As for getting more eyes on this work, I’ll start now: this refactor PR is ready for review! If you believe these PAM changes are important, please take a look through the commits and leave a review. The changes are easy on the eyes, I promise.
i feel like more wiki documentation would be nice - right now there is some about u2f/otp on the Yubikey page, while i’m not finding instructions for fido2 (in my case thru a device from Nitrokey).
i don’t super mind whether docs go to the wiki or the official manual, but either way some more clarity on how to use this would be nice.
tests are cool too but i’m not sure they’d be as accessible for newer users as a substitute for documentation.
I was trying to figure out a way to get the nextcloud client to work with autologin on SDDM and an empty kwallet password and couldn’t make it work. I found some instructions on how to edit pam.d files to facilitate this but couldn’t try them out because I don’t know how to change pam.d files in NixOS. So that would be my use case.

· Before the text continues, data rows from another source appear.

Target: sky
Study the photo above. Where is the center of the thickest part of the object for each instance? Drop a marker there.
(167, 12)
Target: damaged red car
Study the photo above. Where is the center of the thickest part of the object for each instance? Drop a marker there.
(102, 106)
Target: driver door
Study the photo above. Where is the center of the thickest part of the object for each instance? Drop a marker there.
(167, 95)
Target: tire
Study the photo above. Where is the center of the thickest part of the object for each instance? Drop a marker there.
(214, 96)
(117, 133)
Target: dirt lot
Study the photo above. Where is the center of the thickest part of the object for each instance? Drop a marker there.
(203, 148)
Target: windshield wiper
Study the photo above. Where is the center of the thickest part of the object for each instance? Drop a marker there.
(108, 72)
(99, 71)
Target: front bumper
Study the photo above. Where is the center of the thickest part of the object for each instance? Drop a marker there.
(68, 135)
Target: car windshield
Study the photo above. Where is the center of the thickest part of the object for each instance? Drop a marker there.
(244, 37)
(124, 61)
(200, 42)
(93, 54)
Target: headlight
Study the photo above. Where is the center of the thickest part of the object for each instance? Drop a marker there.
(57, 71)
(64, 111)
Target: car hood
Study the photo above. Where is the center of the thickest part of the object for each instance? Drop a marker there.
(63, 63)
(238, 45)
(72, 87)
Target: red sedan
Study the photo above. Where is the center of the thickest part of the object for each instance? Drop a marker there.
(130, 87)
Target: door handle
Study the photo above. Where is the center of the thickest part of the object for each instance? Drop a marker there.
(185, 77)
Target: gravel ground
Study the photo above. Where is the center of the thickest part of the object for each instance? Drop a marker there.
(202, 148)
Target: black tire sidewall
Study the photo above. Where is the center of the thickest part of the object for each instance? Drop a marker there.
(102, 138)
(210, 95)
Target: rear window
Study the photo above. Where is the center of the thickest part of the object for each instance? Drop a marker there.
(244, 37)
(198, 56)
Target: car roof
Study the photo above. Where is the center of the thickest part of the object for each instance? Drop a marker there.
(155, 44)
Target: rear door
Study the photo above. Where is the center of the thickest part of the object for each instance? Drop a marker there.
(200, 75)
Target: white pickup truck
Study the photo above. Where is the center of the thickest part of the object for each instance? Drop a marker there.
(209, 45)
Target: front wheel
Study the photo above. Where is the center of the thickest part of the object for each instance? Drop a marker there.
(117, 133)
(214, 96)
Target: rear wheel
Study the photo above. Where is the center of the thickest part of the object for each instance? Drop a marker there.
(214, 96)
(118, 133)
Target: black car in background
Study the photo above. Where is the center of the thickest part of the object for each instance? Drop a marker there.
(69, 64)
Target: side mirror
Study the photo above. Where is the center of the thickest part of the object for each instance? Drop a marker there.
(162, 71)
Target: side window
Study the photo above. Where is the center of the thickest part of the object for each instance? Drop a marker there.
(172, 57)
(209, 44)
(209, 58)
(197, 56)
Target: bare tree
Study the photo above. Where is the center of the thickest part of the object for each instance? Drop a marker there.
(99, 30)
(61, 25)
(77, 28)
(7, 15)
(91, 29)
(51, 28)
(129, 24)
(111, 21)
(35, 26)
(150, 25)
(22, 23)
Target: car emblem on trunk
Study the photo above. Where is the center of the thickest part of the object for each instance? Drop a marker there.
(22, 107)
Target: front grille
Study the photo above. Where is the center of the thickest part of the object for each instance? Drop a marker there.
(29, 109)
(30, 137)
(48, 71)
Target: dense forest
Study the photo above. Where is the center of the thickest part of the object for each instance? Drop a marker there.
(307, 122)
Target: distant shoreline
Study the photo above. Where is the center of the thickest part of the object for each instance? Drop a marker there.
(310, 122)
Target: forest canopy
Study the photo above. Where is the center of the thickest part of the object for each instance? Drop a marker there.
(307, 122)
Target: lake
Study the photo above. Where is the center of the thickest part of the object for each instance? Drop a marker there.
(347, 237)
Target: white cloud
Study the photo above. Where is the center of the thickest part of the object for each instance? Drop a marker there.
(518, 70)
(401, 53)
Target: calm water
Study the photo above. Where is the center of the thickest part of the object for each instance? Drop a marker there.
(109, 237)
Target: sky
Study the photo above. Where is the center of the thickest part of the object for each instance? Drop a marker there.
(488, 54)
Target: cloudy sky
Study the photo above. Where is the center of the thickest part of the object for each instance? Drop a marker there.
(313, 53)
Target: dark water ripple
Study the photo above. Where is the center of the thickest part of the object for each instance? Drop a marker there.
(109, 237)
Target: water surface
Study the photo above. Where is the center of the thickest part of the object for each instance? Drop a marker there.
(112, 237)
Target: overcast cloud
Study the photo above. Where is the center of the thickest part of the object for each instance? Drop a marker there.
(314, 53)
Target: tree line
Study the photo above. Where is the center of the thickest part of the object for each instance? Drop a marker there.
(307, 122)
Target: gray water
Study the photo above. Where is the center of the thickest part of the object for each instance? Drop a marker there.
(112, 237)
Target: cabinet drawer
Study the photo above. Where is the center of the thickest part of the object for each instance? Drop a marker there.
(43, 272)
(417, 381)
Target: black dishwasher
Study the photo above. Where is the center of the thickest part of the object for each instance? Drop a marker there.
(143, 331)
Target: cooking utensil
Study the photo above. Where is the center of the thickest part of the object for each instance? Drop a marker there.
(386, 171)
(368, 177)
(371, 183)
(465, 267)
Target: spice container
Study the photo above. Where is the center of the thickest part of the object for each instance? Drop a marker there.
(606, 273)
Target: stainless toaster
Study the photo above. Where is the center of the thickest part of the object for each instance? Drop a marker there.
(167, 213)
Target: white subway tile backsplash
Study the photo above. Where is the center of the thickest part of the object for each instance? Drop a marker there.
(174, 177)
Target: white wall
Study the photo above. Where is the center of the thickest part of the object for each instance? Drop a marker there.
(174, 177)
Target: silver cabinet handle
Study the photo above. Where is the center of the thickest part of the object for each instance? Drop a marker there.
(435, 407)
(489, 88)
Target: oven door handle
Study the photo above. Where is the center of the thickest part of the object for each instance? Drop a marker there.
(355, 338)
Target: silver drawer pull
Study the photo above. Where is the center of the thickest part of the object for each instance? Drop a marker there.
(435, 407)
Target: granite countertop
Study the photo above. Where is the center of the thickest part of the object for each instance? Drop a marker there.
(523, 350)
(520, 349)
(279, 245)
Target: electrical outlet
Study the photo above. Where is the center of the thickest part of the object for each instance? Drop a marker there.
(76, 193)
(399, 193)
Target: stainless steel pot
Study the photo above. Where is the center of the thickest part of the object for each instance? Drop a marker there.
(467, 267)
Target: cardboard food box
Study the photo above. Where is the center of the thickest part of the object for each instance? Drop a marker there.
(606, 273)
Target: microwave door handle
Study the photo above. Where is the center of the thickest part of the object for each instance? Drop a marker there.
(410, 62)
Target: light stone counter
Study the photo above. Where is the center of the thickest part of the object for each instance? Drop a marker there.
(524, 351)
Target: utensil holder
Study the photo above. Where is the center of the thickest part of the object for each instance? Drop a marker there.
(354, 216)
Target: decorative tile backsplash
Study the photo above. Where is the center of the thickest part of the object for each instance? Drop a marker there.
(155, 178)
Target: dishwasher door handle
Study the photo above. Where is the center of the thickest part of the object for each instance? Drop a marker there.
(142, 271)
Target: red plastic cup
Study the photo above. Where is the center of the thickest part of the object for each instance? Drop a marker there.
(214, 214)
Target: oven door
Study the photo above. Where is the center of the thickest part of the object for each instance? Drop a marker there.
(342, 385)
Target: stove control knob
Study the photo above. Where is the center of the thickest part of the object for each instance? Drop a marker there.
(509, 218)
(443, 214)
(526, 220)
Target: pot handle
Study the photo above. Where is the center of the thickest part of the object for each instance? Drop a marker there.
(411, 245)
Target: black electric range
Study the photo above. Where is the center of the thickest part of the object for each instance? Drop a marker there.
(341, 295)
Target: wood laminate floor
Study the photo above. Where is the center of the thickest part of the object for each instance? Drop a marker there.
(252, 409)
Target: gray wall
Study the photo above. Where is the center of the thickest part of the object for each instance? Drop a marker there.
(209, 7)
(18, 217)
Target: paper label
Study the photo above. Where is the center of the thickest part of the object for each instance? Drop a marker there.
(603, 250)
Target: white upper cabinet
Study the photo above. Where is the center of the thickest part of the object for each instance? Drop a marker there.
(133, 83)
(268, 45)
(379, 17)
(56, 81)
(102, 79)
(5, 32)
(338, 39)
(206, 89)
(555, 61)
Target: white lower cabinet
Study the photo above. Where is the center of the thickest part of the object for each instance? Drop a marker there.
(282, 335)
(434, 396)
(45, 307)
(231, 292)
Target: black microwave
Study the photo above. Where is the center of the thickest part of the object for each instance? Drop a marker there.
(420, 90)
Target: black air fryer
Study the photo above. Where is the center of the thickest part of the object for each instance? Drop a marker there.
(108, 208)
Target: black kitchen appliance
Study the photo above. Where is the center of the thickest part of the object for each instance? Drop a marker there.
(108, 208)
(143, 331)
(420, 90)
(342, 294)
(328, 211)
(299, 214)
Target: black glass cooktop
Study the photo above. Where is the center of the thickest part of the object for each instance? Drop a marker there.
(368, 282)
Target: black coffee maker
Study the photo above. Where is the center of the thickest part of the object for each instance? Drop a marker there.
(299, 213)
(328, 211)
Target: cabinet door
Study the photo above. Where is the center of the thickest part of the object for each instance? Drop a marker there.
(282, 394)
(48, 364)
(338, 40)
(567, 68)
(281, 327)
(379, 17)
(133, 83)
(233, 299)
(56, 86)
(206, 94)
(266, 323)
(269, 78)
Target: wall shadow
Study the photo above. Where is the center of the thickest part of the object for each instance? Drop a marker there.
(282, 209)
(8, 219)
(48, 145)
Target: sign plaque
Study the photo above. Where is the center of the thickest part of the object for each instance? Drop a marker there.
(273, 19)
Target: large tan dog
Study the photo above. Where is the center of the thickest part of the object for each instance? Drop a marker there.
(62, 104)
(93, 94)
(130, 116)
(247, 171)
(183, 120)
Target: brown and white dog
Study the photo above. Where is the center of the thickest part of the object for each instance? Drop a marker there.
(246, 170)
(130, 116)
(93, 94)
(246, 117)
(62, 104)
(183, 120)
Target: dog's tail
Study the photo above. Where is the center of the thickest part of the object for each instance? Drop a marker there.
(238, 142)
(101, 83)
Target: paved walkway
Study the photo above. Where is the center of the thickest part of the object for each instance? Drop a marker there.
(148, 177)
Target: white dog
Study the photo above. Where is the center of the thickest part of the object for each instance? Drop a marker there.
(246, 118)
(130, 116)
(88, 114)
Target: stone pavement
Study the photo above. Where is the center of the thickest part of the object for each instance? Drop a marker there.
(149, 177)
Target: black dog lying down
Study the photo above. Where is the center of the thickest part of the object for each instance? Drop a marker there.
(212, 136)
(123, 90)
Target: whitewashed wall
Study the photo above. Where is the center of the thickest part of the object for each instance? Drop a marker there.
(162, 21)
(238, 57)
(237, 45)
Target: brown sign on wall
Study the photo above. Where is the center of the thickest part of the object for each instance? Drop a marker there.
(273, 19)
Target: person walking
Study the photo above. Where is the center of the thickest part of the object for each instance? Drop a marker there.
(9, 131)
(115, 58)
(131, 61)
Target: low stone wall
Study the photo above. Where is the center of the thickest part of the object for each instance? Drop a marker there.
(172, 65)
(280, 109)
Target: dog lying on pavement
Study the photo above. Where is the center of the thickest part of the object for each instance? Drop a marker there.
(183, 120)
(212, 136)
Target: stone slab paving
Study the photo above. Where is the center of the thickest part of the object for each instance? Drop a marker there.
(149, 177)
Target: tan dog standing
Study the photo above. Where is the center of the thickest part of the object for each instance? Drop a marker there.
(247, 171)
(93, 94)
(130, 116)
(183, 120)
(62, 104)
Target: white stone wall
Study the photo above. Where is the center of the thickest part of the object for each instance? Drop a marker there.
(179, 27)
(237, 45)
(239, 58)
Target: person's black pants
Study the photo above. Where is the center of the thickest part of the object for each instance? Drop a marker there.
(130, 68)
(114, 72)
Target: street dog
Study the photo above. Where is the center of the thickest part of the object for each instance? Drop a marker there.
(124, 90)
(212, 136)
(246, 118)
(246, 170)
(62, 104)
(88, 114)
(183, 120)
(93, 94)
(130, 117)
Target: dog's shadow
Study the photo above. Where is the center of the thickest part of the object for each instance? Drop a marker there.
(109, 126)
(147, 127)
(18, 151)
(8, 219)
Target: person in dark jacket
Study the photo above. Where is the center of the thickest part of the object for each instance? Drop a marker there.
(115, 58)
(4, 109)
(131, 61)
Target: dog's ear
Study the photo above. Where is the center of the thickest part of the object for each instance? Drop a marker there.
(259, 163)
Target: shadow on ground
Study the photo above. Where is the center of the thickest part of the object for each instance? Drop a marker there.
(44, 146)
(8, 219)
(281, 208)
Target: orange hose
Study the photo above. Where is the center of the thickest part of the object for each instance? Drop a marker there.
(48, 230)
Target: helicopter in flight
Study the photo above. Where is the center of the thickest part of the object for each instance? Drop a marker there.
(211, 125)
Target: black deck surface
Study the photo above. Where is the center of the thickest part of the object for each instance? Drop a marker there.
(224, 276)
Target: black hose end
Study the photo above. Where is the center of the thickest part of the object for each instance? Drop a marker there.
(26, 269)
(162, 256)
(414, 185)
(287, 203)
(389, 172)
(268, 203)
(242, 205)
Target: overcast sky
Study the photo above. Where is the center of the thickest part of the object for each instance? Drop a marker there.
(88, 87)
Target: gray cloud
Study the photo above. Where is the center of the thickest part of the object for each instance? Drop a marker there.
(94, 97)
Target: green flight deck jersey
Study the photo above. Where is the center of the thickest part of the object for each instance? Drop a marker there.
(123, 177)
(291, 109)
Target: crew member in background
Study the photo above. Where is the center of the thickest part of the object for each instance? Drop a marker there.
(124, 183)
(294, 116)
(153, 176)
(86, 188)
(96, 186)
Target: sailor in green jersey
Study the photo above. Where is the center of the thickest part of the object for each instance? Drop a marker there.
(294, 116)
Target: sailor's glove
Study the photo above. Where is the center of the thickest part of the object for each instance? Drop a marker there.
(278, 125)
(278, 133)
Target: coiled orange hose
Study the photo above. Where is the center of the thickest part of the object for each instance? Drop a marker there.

Something I’ve been doing lately is trying to make kwallet5 unlock automatically with the encryption password. I succeeded, but as far as I can tell, for stuff like autologin where the actual authentication piece is different, but you want to reuse the “stuff that uses PAM_AUTH_TOK” portion of the main config, that’s seems to not be currently possible without, possibly, setting security.pam.rules.sddm-autologin.enableKwallet and similar at every usage site?
I was at NixCon 2024 and saw many people using YubiKeys, which sparked my interest. I do have one myself, but I have never used it beyond setting 2FA on some websites.
It was cool to see that one can use it to execute the sudo command without a password or even log into a gnome-session.
But setting things up is kind of a PITA… To have a normal functioning fingerprint scanner on my framework, I had to be lucky to stumble upon this comment on a GitHub issue, which is just stupid in a way. I tried replicating it using pure Nix, but I was not quite sure what I was doing since I have basically no knowledge about pam.
Now I wanted to setup the yubikey pam modules too, and there were some conflicts I had to resolve and it seems to work… somehow
But I still face the issue, when the yubikey is plugged in while gdm is starting, I can only use my fingerprint or yubikey, but not my password. Sure enough, why would I bother to type in my password, I can just use two other, more convenient, methods. But with those two, the gnome keyring does not start, and at some point I need to insert my password.
Long story short: for an ordinary user, it is annoying to configure certain things, and it would be cool to have some nice defaults that work together, or examples on how to make them work together nicely.